1. Why a regression  model? Why not just subset each shot in a pivot table by its type across all variables?
I think a lot of information--degrees of freedom we call it--would be lost if I were to partition each shot into a specific type by location, pattern of play, body part, and for keepers, placement. The regression gets more information about, say, headed shots in general, rather than "headed shots from zone 2 off corner kicks," of which there are far fewer data points.
2. Why don't you include info about penalty kicks in the team model?
Penalty kicks are not earned in a stable manner. Teams that get lots of PK's early in the season are no more likely to get additional PK's later in the season. Since we want this metric to be predictive at the team level, including penalty kicks would cloud that prediction for teams that have received an extreme number of PK's thus far.
3. The formula looks quite a bit different for shooters versus for keepers. How is that possible since one is just taking a shot on the other?
There are a few reasons for this. The first is that the regression model for keepers is based only on shots on target. It is meant only to assess their ability to produce quality saves. A different data set leads to different regression results. Also, we are now accounting for the shooter's placement. It is very possible that corner kicks are finished less often than shots from other patterns of play because they are harder to place. By including shot placement information in the keeper model, the information about whether the shot came off a corner is now no longer needed for assessing the keeper's ability.
4. Why don't you include placement for shooters, then?

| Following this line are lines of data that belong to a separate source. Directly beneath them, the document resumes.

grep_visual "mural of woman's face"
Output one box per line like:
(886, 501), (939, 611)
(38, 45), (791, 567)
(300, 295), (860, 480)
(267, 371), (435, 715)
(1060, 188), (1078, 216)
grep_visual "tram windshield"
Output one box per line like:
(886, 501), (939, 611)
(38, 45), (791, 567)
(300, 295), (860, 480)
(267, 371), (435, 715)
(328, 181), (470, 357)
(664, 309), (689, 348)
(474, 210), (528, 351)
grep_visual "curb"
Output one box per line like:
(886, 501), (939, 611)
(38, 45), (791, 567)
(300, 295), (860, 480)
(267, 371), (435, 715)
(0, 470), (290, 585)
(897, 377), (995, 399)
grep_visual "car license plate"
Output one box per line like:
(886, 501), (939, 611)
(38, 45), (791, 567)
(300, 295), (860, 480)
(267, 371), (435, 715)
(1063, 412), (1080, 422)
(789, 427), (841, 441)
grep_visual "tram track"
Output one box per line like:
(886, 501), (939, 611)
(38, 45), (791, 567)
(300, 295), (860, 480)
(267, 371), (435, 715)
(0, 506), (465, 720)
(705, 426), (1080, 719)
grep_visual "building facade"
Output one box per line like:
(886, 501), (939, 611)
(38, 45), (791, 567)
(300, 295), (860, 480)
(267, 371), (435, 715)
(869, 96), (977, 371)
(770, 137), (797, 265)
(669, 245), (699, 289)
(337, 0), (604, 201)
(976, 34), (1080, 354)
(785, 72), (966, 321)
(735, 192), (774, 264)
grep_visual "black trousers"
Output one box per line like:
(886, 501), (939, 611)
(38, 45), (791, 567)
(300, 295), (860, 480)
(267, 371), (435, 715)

We wish to assess a shooter's ability to create goals beyond what's expected. Part of that skill is placement. When a shooter has recorded more goals than his expected goals, it indicates a player that is outperforming his expectation. It could be because he places well, or that he is deceptive, or he is good at getting opportunities that are better than what the model thinks. In any case, we want the expected goals to reflect the opportunities earned, and thus the actual goals should help us to measure finishing ability to some extent.